Un cheval qui dort couché complètement à plat sur le flanc expose son encolure, son ventre et ses postérieurs — c'est la position la plus vulnérable du répertoire équin et la seule qui permet le sommeil paradoxal indispensable au cerveau du cheval. Un cheval qui l'adopte dans son box est en confiance totale envers son environnement. Le même cheval qui dormait à plat et qui ne dort plus que debout depuis plusieurs semaines n'a pas changé de préférence — quelque chose l'empêche de s'allonger. Le passage d'une position couchée à un sommeil exclusivement debout sur plusieurs semaines est un signal à ne pas ignorer.
Six positions de couchage et ce qu'elles disent :
Le sommeil debout — quatre pieds au sol, tête basse, oreilles relâchées, lèvre inférieure pendante, une postérieure relevée en repos. Le cheval utilise son appareil réciproque pour bloquer ses articulations et dormir en restant debout. Position normale pour le sommeil léger pendant 4 à 5 heures par jour. Anormale comme seule position de sommeil — un cheval qui ne se couche jamais accumule un déficit de sommeil paradoxal.
Le sternal — couché ventre au sol, antérieurs repliés sous le poitrail, postérieurs sur un côté, tête haute ou posée. Position de repos profond et de digestion confortable. Le cheval peut entrer en sommeil paradoxal court dans cette position. Normale chez tous les chevaux qui se sentent en sécurité dans leur box ou pré.
Le latéral complet — couché à plat sur le flanc, les quatre membres étendus, encolure au sol. La seule position qui permet un sommeil paradoxal long et réparateur. Le cheval ne reste qu'environ 30 à 45 minutes par jour dans cette position — au-delà, son propre poids comprime ses organes. Un cheval qui ne dort jamais en latéral signale presque toujours une douleur articulaire ou une peur de ne pas pouvoir se relever.
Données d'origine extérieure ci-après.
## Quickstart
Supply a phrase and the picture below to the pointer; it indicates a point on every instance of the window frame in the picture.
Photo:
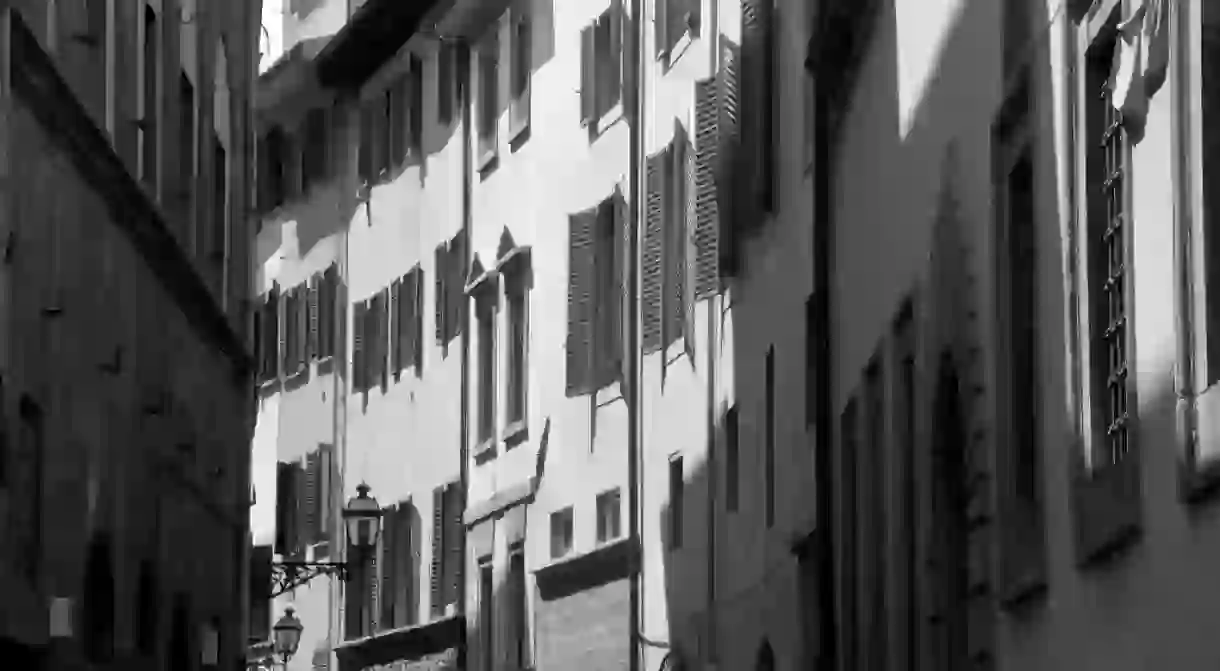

Le sternal prolongé sans relevage — couché ventre au sol pendant plus de 4 heures sans tenter de se lever, regard ailleurs, refus de la nourriture déposée à proximité. Ce n'est pas du sommeil — c'est un signe d'apathie ou de douleur abdominale. Tout cheval qui reste en sternal au-delà de 4 heures consécutives sans manger ni se relever doit être examiné en urgence.
Le repos contre un mur — debout, le flanc ou l'arrière-train appuyé contre une cloison du box. Position d'économie d'effort musculaire. Normale chez les chevaux âgés ou après un effort. Anormale chez un cheval jeune au repos quotidien — possible faiblesse postérieure, douleur de jarrets ou problème neurologique débutant.
Le couchage répété et lever immédiat — le cheval se couche, reste 1 à 2 minutes, se relève, recommence à plusieurs reprises dans la journée ou la nuit. Ce n'est pas du sommeil — c'est un signe classique de coliques. Le cheval cherche une position qui soulage sa douleur abdominale et n'en trouve aucune. Tout couchage répété rapide est une urgence vétérinaire.
Le signal le plus important n'est pas la position elle-même — c'est le changement de routine de couchage sur plusieurs semaines. Un cheval qui dormait à plat et qui ne se couche plus, un cheval qui dormait debout et qui passe ses journées au sol, un cheval qui n'avait jamais de marques de couchage sur le flanc et qui en présente soudain — chaque changement installé mérite un bilan vétérinaire avant de devenir un problème visible.